Während er saß, ließen wir ihn durch Kalino nach den näheren Umständen des nächtlichen Abenteuers befragen.
Die Sache hatte sich folgendermaßen zugetragen: Sobald Bajeniok den Tschetschenen bemerkte, kroch er an die Stelle, wo jener vermeintlich durch das Wasser reiten würde. Bajeniok hatte gesehen, dass der Tschetschene ein am Schweif seines Pferdes festgebundenes Weib mit sich fortschleppte. Er berechnete nun, dass er den Reiter nicht zuerst niederschießen durfte, denn das sich selbst überlassene Pferd wäre dann durchgegangen und hätte die Gefangene zu Tode geschleift. Er entschloss sich daher, zuerst das Pferd zu erschießen.
Seine erste Kugel traf das Tier mitten in die Brust, und während sein Pferd mit dem Tode rang, schoss der Tschetschene. Seine Kugel riss dem Jäger den Papak vom Kopf, aber ohne ihn zu verwunden. Bajeniok schoss nun einen zweiten Büchsenlauf ab und traf den Tschetschenen.
Er stürzte sich nun ins Wasser, um die Gefangene zu retten, die leicht hätte ertrinken können.
So erreichte er die Mitte des Flusses, wo das Pferd noch mit dem Tode rang. Er durchschnitt mit seinem Handschar die Halfter und hob die Gefangene aus dem Wasser. Erst jetzt bemerkte er, dass sie ein Kind in ihren Armen trug.
In diesem Augenblick fühlte er einen heftigen Schmerz in der Wade. Der zu Tode getroffene Tschetschene hatte ihn gebissen. Um sich seiner zu entledigen, schnitt er ihm den Kopf ab.
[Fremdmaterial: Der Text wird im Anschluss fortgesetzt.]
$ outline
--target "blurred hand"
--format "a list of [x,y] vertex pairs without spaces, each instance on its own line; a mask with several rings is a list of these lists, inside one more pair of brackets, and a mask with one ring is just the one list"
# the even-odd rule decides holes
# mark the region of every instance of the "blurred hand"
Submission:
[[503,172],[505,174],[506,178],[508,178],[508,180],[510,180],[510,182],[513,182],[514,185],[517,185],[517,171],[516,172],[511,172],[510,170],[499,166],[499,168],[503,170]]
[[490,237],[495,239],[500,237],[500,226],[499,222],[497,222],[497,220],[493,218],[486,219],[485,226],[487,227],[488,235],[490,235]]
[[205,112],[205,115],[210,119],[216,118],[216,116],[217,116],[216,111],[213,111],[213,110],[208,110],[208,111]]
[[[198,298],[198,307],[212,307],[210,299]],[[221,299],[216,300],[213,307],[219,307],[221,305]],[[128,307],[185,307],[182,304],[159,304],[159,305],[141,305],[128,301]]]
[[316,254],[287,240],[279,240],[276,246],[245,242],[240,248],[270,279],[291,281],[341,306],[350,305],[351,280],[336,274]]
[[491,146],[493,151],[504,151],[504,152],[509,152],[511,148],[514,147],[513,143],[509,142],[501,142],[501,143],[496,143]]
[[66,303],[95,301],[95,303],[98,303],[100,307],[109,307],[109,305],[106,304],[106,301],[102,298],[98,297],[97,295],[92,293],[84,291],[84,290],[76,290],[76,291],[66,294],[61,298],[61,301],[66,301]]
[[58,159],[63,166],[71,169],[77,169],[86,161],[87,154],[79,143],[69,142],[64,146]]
So kam er mit seinem Handschar zwischen den Zähnen, mit dem Weib und dem Kind auf der Schulter und mit dem Kopf des Feindes in der Hand zu uns zurück.
Dies alles erzählte uns Bajeniok wie die einfachste Sache von der Welt.
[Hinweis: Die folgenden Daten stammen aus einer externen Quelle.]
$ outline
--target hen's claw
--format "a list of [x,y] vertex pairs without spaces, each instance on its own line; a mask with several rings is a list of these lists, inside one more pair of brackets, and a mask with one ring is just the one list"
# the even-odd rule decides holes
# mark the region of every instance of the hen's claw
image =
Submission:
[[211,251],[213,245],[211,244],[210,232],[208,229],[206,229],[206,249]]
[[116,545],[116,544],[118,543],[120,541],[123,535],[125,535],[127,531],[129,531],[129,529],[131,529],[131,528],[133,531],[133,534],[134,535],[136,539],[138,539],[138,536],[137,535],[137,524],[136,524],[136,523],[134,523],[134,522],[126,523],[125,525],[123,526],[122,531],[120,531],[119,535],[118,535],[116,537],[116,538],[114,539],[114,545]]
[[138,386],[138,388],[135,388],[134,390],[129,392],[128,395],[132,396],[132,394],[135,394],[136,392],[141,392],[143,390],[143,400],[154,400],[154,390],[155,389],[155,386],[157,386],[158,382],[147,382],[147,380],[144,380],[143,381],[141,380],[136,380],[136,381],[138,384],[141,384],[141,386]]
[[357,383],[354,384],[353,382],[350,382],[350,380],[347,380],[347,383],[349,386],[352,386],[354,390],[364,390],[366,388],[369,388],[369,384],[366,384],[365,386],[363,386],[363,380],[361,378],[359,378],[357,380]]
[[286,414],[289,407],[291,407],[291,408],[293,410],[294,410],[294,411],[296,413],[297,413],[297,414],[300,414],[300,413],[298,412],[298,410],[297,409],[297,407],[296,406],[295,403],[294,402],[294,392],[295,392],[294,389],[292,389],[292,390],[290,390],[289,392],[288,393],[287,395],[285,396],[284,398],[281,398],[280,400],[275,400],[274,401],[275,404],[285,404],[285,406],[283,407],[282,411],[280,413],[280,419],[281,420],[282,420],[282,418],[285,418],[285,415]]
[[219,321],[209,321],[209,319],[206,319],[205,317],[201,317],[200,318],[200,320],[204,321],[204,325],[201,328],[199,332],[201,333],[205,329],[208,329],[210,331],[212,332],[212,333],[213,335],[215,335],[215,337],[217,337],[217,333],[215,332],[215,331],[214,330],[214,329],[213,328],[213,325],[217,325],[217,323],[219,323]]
Um in dem Aul des Tatarenfürsten einzukehren, mussten wir, wenn wir nicht einen weiten Umweg machen wollten, das Gebiet Schamyls berühren. Oberstleutnant Coignard verhehlte uns nicht, dass wir uns auf einen Angriff gefasst machen müssten; aber er hatte fünfzig Kosaken zur Bedeckung beordert und außerdem das ganze junge Offizierskorps zu diesem Ausflug eingeladen.
Jenseits Kasafiurte kommt man in die Ebene Kumisch, eine äußerst fruchtbare Steppe, wo das nie gemähte Gras den Pferden bis an die Brust reicht. Rechts wird diese Ebene von den Bergen begrenzt, hinter denen Schamyl saß und auf deren Gipfel seine Vorposten standen. Links hingegen ist das Land so flach, dass ich anfangs glaubte, am Horizont sei das Kaspische Meer.
Dieses Flachland, das von keiner fleißigen Hand angebaut wird, wimmelt von Wildbret. Wir sahen in der Ferne eine Menge Rehe laufen und prächtige Hirsche langsam in dem hohen Gras äsen, während unsere Kosaken zahllose Rebhühner und Hasen aufjagten.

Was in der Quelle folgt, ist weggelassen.